- Theatrical release poster
- Directed by: Dimitar Dimitrov
- Written by: Emil Bonev
- Produced by: Ivan Hristov Andrey Arnaudov
- Starring: Pavel Ivanov Aleksandra Svilenova
- Cinematography: Boris Slavkov
- Edited by: Viktoria Radoslavova
- Music by: Georgi Strezov
- Distributed by: No Blink
- Release date: 9 October 2024;
- Running time: 159 minutes
- Country: Bulgaria
- Language: Bulgarian
- Budget: 4.5 million leva (2.3 million euro)
- Box office: $5.7 million

= Gundi: Legend of Love =

Gundi: Legend of Love (Гунди – Легенда за любовта, Gundi – legenda za lyubovta) is a 2024 Bulgarian biographical sports drama film directed by Dimitar Dimitrov.
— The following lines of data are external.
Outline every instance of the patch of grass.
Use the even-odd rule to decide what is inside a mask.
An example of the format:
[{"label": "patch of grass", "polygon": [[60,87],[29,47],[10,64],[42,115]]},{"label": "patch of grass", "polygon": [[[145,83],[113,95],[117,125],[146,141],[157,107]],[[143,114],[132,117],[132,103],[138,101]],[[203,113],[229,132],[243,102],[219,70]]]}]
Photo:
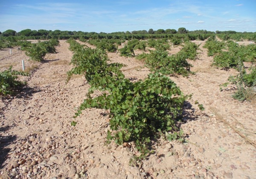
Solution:
[{"label": "patch of grass", "polygon": [[69,63],[66,60],[60,60],[55,61],[50,64],[49,65],[68,65]]},{"label": "patch of grass", "polygon": [[[23,71],[26,73],[30,73],[31,71],[35,69],[38,69],[38,66],[37,65],[32,65],[31,66],[28,66],[25,68],[25,70]],[[20,70],[20,72],[23,71],[22,69]]]}]

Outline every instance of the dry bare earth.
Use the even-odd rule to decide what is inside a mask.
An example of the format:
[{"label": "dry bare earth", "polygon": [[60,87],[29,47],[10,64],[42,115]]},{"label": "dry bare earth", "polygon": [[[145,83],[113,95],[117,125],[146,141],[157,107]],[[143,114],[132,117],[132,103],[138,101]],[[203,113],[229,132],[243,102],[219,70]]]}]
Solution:
[{"label": "dry bare earth", "polygon": [[[47,55],[41,64],[28,61],[23,52],[13,49],[10,55],[8,50],[0,51],[1,71],[11,64],[20,69],[22,59],[26,66],[38,67],[30,77],[22,78],[28,85],[20,95],[0,102],[1,177],[256,178],[255,106],[233,100],[231,89],[220,91],[219,85],[237,72],[211,67],[212,58],[207,56],[203,45],[199,59],[191,61],[196,75],[171,77],[185,94],[193,93],[184,112],[187,122],[181,125],[188,142],[160,138],[153,142],[155,153],[138,167],[129,165],[136,154],[133,148],[113,142],[105,145],[107,111],[87,109],[76,119],[76,126],[71,126],[90,87],[80,75],[65,84],[73,55],[65,41],[61,40],[57,53]],[[143,79],[149,73],[134,58],[116,53],[108,56],[127,65],[123,71],[131,80]],[[197,100],[205,111],[194,104]]]}]

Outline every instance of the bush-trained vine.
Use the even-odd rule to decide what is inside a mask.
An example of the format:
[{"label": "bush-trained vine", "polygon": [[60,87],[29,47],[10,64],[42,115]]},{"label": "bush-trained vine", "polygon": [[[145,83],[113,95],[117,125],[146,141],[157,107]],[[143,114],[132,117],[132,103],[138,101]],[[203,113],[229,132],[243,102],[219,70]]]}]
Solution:
[{"label": "bush-trained vine", "polygon": [[225,69],[237,68],[240,61],[253,62],[256,59],[256,45],[239,45],[233,41],[227,42],[228,51],[221,51],[213,59],[213,65]]},{"label": "bush-trained vine", "polygon": [[[113,139],[118,144],[134,141],[141,153],[139,159],[149,152],[150,139],[157,133],[163,133],[170,140],[182,135],[176,123],[186,96],[174,82],[154,73],[132,83],[120,70],[123,65],[107,63],[109,60],[105,51],[84,48],[74,41],[70,42],[75,66],[68,72],[69,76],[84,74],[91,85],[76,117],[90,107],[109,110],[111,130],[108,131],[108,141]],[[96,90],[102,93],[93,97]]]},{"label": "bush-trained vine", "polygon": [[183,48],[176,54],[169,56],[166,50],[157,48],[155,50],[149,50],[150,54],[143,54],[137,58],[145,59],[146,66],[151,71],[165,75],[175,73],[186,76],[191,73],[190,69],[192,66],[187,59],[196,58],[198,46],[192,42],[186,42],[183,46]]},{"label": "bush-trained vine", "polygon": [[12,66],[0,72],[0,95],[14,95],[26,85],[26,83],[17,80],[18,75],[28,76],[27,73],[12,70]]},{"label": "bush-trained vine", "polygon": [[55,46],[58,43],[58,40],[55,39],[36,43],[23,43],[21,49],[26,51],[26,55],[29,57],[31,60],[42,61],[44,61],[43,57],[47,53],[56,53]]}]

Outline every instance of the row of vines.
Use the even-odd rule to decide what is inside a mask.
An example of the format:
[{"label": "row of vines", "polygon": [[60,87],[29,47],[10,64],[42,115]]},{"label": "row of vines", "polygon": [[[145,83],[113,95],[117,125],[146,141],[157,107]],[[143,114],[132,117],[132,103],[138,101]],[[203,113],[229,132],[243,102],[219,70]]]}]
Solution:
[{"label": "row of vines", "polygon": [[[182,139],[183,132],[177,123],[187,96],[174,82],[155,72],[132,83],[120,70],[123,64],[107,63],[105,50],[92,49],[74,40],[68,41],[74,52],[71,63],[74,66],[68,72],[69,79],[73,74],[83,74],[91,86],[76,116],[90,107],[109,110],[108,141],[114,140],[120,145],[134,142],[141,153],[136,160],[149,153],[150,139],[157,133],[169,140]],[[96,90],[102,94],[93,98]]]}]

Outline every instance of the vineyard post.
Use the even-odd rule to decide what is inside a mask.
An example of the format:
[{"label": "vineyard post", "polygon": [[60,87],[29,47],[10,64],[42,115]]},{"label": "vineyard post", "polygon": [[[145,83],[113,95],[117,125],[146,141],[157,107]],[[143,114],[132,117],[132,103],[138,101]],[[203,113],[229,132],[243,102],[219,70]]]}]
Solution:
[{"label": "vineyard post", "polygon": [[24,65],[24,60],[22,60],[22,70],[24,71],[24,70],[25,70],[25,65]]}]

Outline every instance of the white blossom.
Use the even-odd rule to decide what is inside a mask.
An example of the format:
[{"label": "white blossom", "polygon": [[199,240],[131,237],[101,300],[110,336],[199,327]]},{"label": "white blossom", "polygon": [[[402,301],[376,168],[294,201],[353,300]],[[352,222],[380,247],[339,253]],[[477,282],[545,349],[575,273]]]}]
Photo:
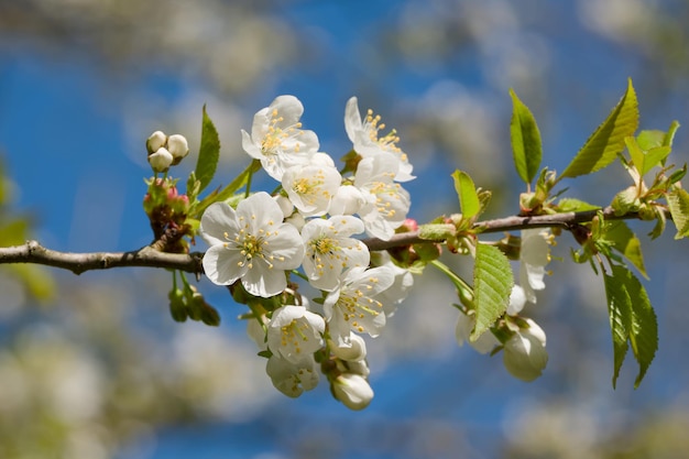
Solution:
[{"label": "white blossom", "polygon": [[548,230],[522,230],[522,250],[520,254],[520,285],[526,299],[536,303],[536,291],[546,287],[543,278],[546,264],[550,261],[550,234]]},{"label": "white blossom", "polygon": [[189,154],[187,139],[182,134],[172,134],[167,138],[167,151],[175,159],[173,164],[179,164],[179,162]]},{"label": "white blossom", "polygon": [[385,266],[350,269],[340,285],[326,296],[324,312],[337,346],[349,343],[350,331],[375,338],[385,326],[380,294],[390,288],[394,273]]},{"label": "white blossom", "polygon": [[546,334],[534,320],[525,320],[528,328],[521,328],[505,342],[503,363],[513,376],[533,381],[548,363]]},{"label": "white blossom", "polygon": [[304,306],[282,306],[267,325],[267,347],[292,363],[322,348],[326,323]]},{"label": "white blossom", "polygon": [[294,165],[308,164],[318,151],[314,131],[302,129],[304,106],[294,96],[278,96],[253,117],[251,135],[242,130],[242,146],[260,160],[267,174],[282,182],[284,172]]},{"label": "white blossom", "polygon": [[304,243],[297,229],[282,220],[280,206],[263,192],[240,201],[237,210],[225,203],[210,205],[199,228],[210,245],[203,261],[208,278],[219,285],[241,278],[247,292],[262,297],[283,292],[284,271],[302,264]]},{"label": "white blossom", "polygon": [[352,234],[363,232],[363,222],[352,216],[313,219],[302,228],[306,248],[304,272],[316,288],[335,289],[342,271],[369,265],[369,249]]},{"label": "white blossom", "polygon": [[167,135],[163,131],[155,131],[154,133],[146,139],[146,150],[149,154],[155,153],[158,149],[165,146],[165,142],[167,142]]},{"label": "white blossom", "polygon": [[272,356],[265,365],[265,372],[273,385],[289,397],[298,397],[304,391],[318,385],[320,378],[318,365],[313,356],[298,362],[289,362],[278,356]]},{"label": "white blossom", "polygon": [[507,305],[507,315],[516,316],[524,309],[524,305],[526,305],[526,294],[524,293],[524,288],[521,285],[513,285],[512,292],[510,293],[510,303]]},{"label": "white blossom", "polygon": [[396,131],[391,130],[387,134],[379,136],[379,131],[383,129],[385,129],[385,124],[381,123],[381,117],[373,116],[372,110],[369,110],[363,119],[361,118],[356,97],[347,101],[344,130],[354,145],[354,151],[363,157],[376,156],[383,152],[392,153],[397,163],[394,179],[408,182],[415,178],[412,175],[413,166],[408,162],[406,153],[397,146],[400,138]]},{"label": "white blossom", "polygon": [[282,177],[283,189],[305,217],[325,215],[341,182],[337,168],[315,164],[292,166]]},{"label": "white blossom", "polygon": [[338,346],[335,341],[328,340],[330,351],[335,354],[335,357],[350,362],[360,361],[367,358],[367,342],[362,337],[350,331],[348,341],[349,342],[347,345]]},{"label": "white blossom", "polygon": [[364,157],[357,166],[354,186],[362,192],[363,206],[357,214],[369,236],[389,240],[406,219],[412,205],[409,194],[393,182],[397,165],[391,154]]},{"label": "white blossom", "polygon": [[174,160],[173,155],[164,146],[149,155],[149,164],[151,164],[151,168],[154,172],[167,171]]},{"label": "white blossom", "polygon": [[385,316],[392,317],[397,305],[406,299],[409,291],[414,286],[414,275],[409,272],[409,270],[397,266],[392,261],[390,253],[386,251],[376,251],[371,253],[371,264],[375,266],[387,266],[395,275],[395,281],[391,287],[381,294],[386,305]]},{"label": "white blossom", "polygon": [[363,409],[373,400],[371,385],[359,374],[340,374],[331,384],[332,395],[350,409]]}]

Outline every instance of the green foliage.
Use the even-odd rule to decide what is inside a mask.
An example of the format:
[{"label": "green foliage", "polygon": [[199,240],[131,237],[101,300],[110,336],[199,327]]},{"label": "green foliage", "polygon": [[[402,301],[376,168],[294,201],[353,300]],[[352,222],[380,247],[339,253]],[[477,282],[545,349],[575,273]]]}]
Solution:
[{"label": "green foliage", "polygon": [[475,341],[507,309],[510,293],[514,285],[510,261],[500,249],[477,244],[473,266],[473,294],[477,325],[471,331]]},{"label": "green foliage", "polygon": [[633,135],[637,127],[638,103],[630,79],[627,90],[620,102],[587,140],[560,178],[591,174],[610,165],[624,150],[624,139]]},{"label": "green foliage", "polygon": [[667,206],[677,227],[675,239],[689,236],[689,193],[682,188],[674,188],[667,194]]},{"label": "green foliage", "polygon": [[463,217],[468,219],[477,216],[481,211],[481,204],[473,181],[469,174],[459,170],[455,171],[452,179]]},{"label": "green foliage", "polygon": [[613,387],[626,352],[632,347],[638,363],[634,387],[638,387],[658,349],[658,324],[646,289],[624,266],[613,264],[612,275],[603,274],[614,352]]},{"label": "green foliage", "polygon": [[624,143],[632,156],[632,163],[641,175],[645,175],[658,164],[665,163],[665,159],[671,151],[669,145],[653,146],[644,150],[633,136],[625,138]]},{"label": "green foliage", "polygon": [[611,243],[612,248],[627,259],[644,277],[648,278],[646,267],[644,266],[641,241],[624,221],[616,220],[609,222],[605,239]]},{"label": "green foliage", "polygon": [[510,89],[510,96],[513,103],[510,138],[514,166],[522,181],[528,185],[538,173],[543,157],[540,132],[528,107],[520,100],[514,90]]},{"label": "green foliage", "polygon": [[586,210],[597,210],[600,206],[586,203],[576,198],[562,198],[557,203],[558,212],[583,212]]},{"label": "green foliage", "polygon": [[251,175],[260,168],[261,162],[258,160],[252,161],[244,171],[242,171],[232,182],[230,182],[228,186],[222,189],[215,189],[204,199],[197,201],[194,206],[192,206],[189,215],[196,218],[200,218],[201,214],[204,214],[204,210],[206,210],[206,208],[211,204],[218,201],[228,201],[240,188],[249,183]]},{"label": "green foliage", "polygon": [[196,179],[200,183],[198,193],[204,190],[204,188],[210,184],[214,175],[216,175],[219,159],[220,138],[218,136],[218,131],[210,120],[210,117],[208,117],[208,113],[206,112],[206,106],[204,106],[201,145],[198,149],[198,160],[196,162],[196,170],[194,171]]}]

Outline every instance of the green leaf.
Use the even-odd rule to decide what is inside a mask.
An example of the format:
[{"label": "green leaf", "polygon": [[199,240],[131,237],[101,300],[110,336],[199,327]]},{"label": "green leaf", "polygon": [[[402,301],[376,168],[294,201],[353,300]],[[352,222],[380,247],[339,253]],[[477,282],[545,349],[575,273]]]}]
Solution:
[{"label": "green leaf", "polygon": [[562,198],[557,203],[557,210],[560,214],[565,212],[582,212],[586,210],[598,210],[600,206],[586,203],[575,198]]},{"label": "green leaf", "polygon": [[471,341],[475,341],[505,313],[513,285],[510,261],[500,249],[477,244],[473,266],[477,325],[471,331]]},{"label": "green leaf", "polygon": [[610,222],[608,228],[605,239],[612,243],[613,249],[622,253],[645,278],[648,278],[644,266],[642,243],[636,234],[622,220]]},{"label": "green leaf", "polygon": [[643,150],[655,149],[665,144],[665,131],[658,129],[644,130],[636,135],[636,143]]},{"label": "green leaf", "polygon": [[220,159],[220,138],[212,121],[206,112],[204,106],[204,120],[201,122],[201,145],[198,149],[198,160],[196,162],[196,179],[200,182],[199,193],[210,184],[218,160]]},{"label": "green leaf", "polygon": [[627,90],[608,119],[587,140],[559,178],[591,174],[610,165],[624,150],[624,138],[638,127],[638,103],[628,80]]},{"label": "green leaf", "polygon": [[686,238],[689,236],[689,193],[682,188],[672,188],[667,194],[667,206],[677,227],[675,239]]},{"label": "green leaf", "polygon": [[638,374],[634,382],[636,389],[658,350],[656,314],[646,289],[625,266],[613,264],[612,276],[604,274],[604,282],[614,350],[613,387],[631,346],[638,363]]},{"label": "green leaf", "polygon": [[630,156],[632,156],[632,163],[636,171],[638,171],[642,175],[644,175],[641,171],[644,167],[644,151],[636,143],[636,139],[632,135],[624,138],[624,144],[626,145],[626,150],[630,152]]},{"label": "green leaf", "polygon": [[481,203],[479,201],[479,194],[469,174],[457,170],[452,174],[452,178],[455,179],[455,190],[459,197],[459,206],[464,218],[471,218],[479,214]]},{"label": "green leaf", "polygon": [[646,174],[657,165],[665,165],[665,160],[667,160],[667,156],[671,151],[672,149],[669,145],[656,146],[655,149],[648,150],[646,152],[642,175]]},{"label": "green leaf", "polygon": [[510,122],[510,138],[512,140],[512,154],[517,174],[527,185],[532,183],[543,157],[540,132],[536,119],[514,90],[512,96],[512,121]]},{"label": "green leaf", "polygon": [[610,330],[612,332],[612,350],[613,350],[613,374],[612,386],[617,384],[617,376],[620,375],[620,369],[624,362],[628,343],[627,330],[632,328],[632,299],[624,284],[615,278],[603,274],[605,283],[605,296],[608,297],[608,314],[610,316]]}]

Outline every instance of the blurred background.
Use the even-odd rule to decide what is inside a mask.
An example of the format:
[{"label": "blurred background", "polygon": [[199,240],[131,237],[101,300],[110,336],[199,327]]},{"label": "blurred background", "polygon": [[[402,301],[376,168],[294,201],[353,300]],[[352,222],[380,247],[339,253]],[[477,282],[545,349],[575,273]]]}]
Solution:
[{"label": "blurred background", "polygon": [[[539,123],[544,165],[561,171],[627,77],[642,128],[689,123],[687,24],[686,0],[6,0],[0,242],[31,237],[75,252],[147,244],[151,132],[189,139],[192,157],[173,170],[186,177],[206,105],[222,142],[215,185],[227,184],[249,162],[240,129],[282,94],[303,101],[305,128],[336,159],[351,146],[347,99],[381,113],[415,166],[405,187],[419,221],[457,210],[455,168],[493,190],[486,218],[512,215],[522,186],[508,89]],[[675,145],[683,164],[686,128]],[[628,177],[612,166],[565,182],[568,196],[606,204]],[[631,358],[611,386],[602,280],[569,261],[565,234],[526,310],[548,336],[543,378],[516,381],[500,356],[459,348],[452,286],[427,272],[368,341],[375,398],[360,413],[322,383],[297,400],[277,393],[236,319],[244,310],[207,281],[199,288],[219,328],[173,321],[163,270],[1,266],[0,457],[682,457],[689,248],[672,236],[643,240],[660,343],[638,390]]]}]

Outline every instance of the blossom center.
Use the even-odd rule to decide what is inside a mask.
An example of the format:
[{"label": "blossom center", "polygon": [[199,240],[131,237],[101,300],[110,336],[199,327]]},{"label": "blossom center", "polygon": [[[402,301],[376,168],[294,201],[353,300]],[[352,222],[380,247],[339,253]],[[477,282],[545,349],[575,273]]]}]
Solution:
[{"label": "blossom center", "polygon": [[[378,143],[383,150],[401,153],[402,150],[396,145],[400,142],[400,136],[396,130],[391,130],[383,136],[379,136],[379,131],[385,129],[385,123],[381,122],[380,114],[373,114],[373,110],[369,109],[367,118],[364,120],[369,138],[372,142]],[[406,156],[406,155],[405,155]]]},{"label": "blossom center", "polygon": [[[365,288],[371,289],[373,287],[367,285]],[[365,296],[359,288],[349,295],[340,296],[337,304],[340,306],[344,321],[348,321],[359,332],[365,331],[361,321],[365,320],[367,317],[378,317],[381,312],[376,309],[382,309],[383,307],[381,302]]]},{"label": "blossom center", "polygon": [[280,346],[283,348],[291,348],[295,353],[302,352],[302,343],[308,341],[308,331],[306,324],[300,323],[297,319],[293,319],[289,325],[281,327],[281,340]]},{"label": "blossom center", "polygon": [[[302,128],[300,122],[296,122],[294,124],[282,127],[281,124],[285,121],[284,117],[280,116],[277,110],[273,110],[271,113],[271,121],[267,128],[267,133],[261,141],[261,151],[266,156],[272,156],[277,154],[280,151],[284,150],[285,142],[298,135],[299,129]],[[293,150],[295,153],[299,151],[299,143],[295,142]]]}]

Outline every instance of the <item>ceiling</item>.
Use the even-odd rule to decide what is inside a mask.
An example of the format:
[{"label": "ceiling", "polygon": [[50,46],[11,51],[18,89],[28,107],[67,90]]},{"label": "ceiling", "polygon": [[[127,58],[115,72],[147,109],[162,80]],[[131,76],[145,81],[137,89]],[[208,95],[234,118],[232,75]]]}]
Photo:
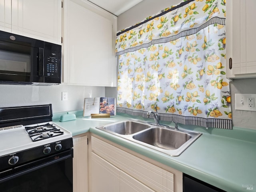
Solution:
[{"label": "ceiling", "polygon": [[88,0],[114,15],[118,16],[143,0]]}]

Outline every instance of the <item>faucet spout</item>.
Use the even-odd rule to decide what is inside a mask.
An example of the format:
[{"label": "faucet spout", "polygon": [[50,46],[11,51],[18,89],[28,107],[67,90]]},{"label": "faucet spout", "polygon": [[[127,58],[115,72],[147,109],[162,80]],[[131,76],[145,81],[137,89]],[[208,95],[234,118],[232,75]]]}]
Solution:
[{"label": "faucet spout", "polygon": [[150,115],[151,114],[153,114],[153,118],[155,121],[155,123],[157,125],[158,125],[159,124],[159,121],[160,120],[160,117],[157,111],[155,113],[152,111],[149,111],[147,113],[147,115],[148,116]]},{"label": "faucet spout", "polygon": [[159,122],[160,121],[160,116],[159,116],[159,114],[157,112],[157,110],[156,108],[156,112],[154,113],[152,111],[149,111],[147,113],[147,115],[148,116],[149,116],[150,115],[150,114],[153,114],[153,118],[154,118],[154,120],[155,121],[154,124],[151,122],[148,122],[147,123],[149,124],[153,124],[156,125],[158,126],[160,126],[161,127],[170,127],[168,125],[162,125],[162,124],[160,124]]}]

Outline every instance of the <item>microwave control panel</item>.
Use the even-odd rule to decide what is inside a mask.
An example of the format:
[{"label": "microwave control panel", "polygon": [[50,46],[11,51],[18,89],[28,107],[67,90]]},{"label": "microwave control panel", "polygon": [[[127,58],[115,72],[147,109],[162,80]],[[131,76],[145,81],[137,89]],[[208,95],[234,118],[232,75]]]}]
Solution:
[{"label": "microwave control panel", "polygon": [[45,63],[45,76],[50,77],[58,77],[59,74],[59,58],[54,56],[48,57],[46,58],[46,62]]},{"label": "microwave control panel", "polygon": [[45,77],[59,78],[61,74],[61,46],[44,42]]}]

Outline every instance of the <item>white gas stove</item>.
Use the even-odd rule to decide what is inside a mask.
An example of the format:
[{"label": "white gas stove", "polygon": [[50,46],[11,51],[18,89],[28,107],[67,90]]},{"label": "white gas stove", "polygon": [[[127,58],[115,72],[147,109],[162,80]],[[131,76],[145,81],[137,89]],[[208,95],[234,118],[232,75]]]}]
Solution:
[{"label": "white gas stove", "polygon": [[72,134],[52,117],[51,104],[0,108],[1,192],[72,191]]},{"label": "white gas stove", "polygon": [[0,157],[72,137],[70,132],[52,122],[0,128]]}]

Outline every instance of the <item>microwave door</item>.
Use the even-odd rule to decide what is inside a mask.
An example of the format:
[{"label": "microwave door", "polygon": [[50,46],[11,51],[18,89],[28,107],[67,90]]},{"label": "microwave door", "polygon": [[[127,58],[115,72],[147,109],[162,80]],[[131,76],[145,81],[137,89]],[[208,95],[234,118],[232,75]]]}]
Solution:
[{"label": "microwave door", "polygon": [[38,62],[38,48],[28,45],[0,41],[1,83],[31,84],[40,79],[38,65],[34,65]]}]

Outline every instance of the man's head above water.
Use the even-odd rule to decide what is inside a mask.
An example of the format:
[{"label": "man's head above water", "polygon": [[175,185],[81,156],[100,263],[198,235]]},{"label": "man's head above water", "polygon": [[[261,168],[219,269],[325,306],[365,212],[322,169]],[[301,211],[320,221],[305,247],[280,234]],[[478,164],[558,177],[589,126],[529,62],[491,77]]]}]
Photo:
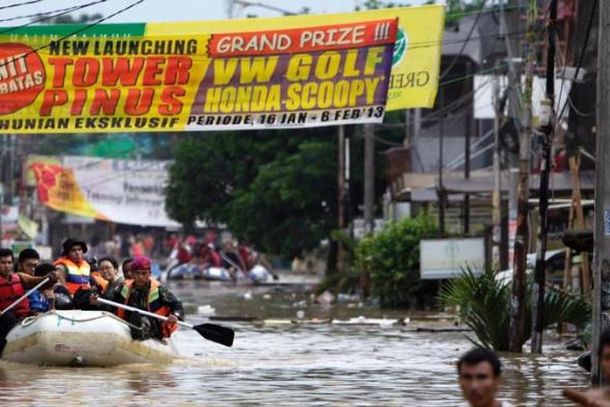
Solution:
[{"label": "man's head above water", "polygon": [[500,405],[495,395],[502,383],[501,364],[492,351],[468,351],[458,361],[458,374],[464,397],[472,407]]},{"label": "man's head above water", "polygon": [[82,240],[70,238],[63,242],[63,255],[77,265],[80,265],[84,260],[83,255],[86,253],[87,243]]},{"label": "man's head above water", "polygon": [[7,276],[13,271],[15,256],[10,249],[0,248],[0,275]]}]

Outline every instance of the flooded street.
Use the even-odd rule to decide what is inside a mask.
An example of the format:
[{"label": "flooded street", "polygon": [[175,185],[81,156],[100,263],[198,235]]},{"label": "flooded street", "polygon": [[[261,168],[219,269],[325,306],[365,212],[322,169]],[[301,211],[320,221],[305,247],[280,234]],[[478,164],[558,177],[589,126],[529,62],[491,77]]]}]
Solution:
[{"label": "flooded street", "polygon": [[[198,288],[193,290],[193,286]],[[260,316],[264,312],[268,318],[295,318],[300,308],[307,317],[316,316],[313,312],[321,318],[334,312],[344,312],[346,317],[382,314],[357,307],[325,311],[299,293],[293,298],[292,293],[276,287],[184,282],[172,288],[190,309],[209,305],[219,315]],[[251,300],[243,298],[248,291]],[[230,309],[228,303],[233,304]],[[197,323],[205,318],[192,314],[188,319]],[[416,332],[409,323],[382,327],[281,322],[218,322],[236,331],[231,348],[181,330],[176,339],[186,358],[168,366],[66,369],[2,362],[0,405],[421,406],[461,402],[454,363],[470,347],[463,333]],[[542,357],[503,357],[502,398],[522,406],[572,405],[562,398],[561,389],[587,383],[575,364],[577,356],[550,345]]]}]

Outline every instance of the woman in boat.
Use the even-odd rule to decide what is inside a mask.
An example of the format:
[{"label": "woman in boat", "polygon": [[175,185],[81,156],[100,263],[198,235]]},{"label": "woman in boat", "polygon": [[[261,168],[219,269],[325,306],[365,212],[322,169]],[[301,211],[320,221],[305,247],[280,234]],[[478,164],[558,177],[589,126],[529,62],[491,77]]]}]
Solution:
[{"label": "woman in boat", "polygon": [[[56,273],[56,267],[50,263],[43,263],[36,266],[34,269],[34,276],[45,277],[51,273]],[[30,312],[33,315],[38,315],[46,312],[54,308],[55,294],[53,292],[53,286],[43,287],[27,296],[30,304]]]},{"label": "woman in boat", "polygon": [[117,292],[120,292],[125,279],[118,272],[118,263],[114,258],[105,257],[98,262],[99,273],[107,283],[102,296],[106,298],[112,298]]},{"label": "woman in boat", "polygon": [[[13,272],[15,257],[9,249],[0,248],[0,311],[12,306],[26,294],[26,290],[41,283],[47,276],[36,277]],[[48,275],[51,281],[57,281],[57,275]],[[6,336],[19,321],[29,316],[30,305],[27,298],[22,300],[10,311],[0,316],[0,355],[6,345]]]},{"label": "woman in boat", "polygon": [[53,263],[60,270],[66,282],[66,288],[74,295],[79,290],[89,290],[89,278],[91,267],[85,259],[87,244],[74,239],[68,239],[63,242],[62,257]]},{"label": "woman in boat", "polygon": [[133,277],[131,276],[131,270],[129,269],[129,267],[131,266],[131,262],[132,261],[134,261],[133,258],[127,258],[123,261],[123,264],[121,265],[123,278],[126,280],[133,279]]},{"label": "woman in boat", "polygon": [[[112,301],[143,309],[164,317],[167,321],[143,316],[137,312],[127,311],[122,308],[114,309],[117,315],[136,327],[131,328],[134,339],[144,340],[151,337],[163,340],[168,338],[178,329],[178,321],[184,320],[182,303],[169,290],[152,278],[149,259],[135,258],[130,265],[133,280],[123,283],[121,290],[115,294]],[[96,303],[95,298],[92,302]]]}]

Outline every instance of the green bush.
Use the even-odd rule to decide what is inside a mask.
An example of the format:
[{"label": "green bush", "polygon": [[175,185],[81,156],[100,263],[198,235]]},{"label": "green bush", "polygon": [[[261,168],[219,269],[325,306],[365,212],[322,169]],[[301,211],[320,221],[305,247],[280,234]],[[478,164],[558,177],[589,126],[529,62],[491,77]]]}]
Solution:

Set in socialist Bulgaria in the 1960s and early 70s, the film is based on the life and career of bulgarian football star Georgi Asparuhov (1943–1971).

==Cast==
- Pavel Ivanov as Georgi Asparuhov (Gundi)
- Aleksandra Svilenova as Gundi's wife Lita
- Paraskeva Dzhukelova as Gundi's mother Maria
- Stoyan Radev as Zoro
- Aleksandra Kostova as Gundi's sister Lidka
- Emil Markov as Lita's father architect Markov
- Bilyana Petrinska as Lita's mother Marena
- Nikolay Urumov as Kotse Georgiev
- Sotir Melev as Aleksandar Kostov
- Anton Dimitrachkov as Georgi Popov - Tumbi

==Production==
Shooting took place in June and July 2023.

==Release==
Gundi: Legend of Love premiered on 9 October 2024 in Arena Sofia and its opening weekend set an all-time Bulgarian box office record. In November 2024, it became the highest-grossing film in Bulgarian history and the first film to sell more than 500,000 tickets in Bulgaria since 1989.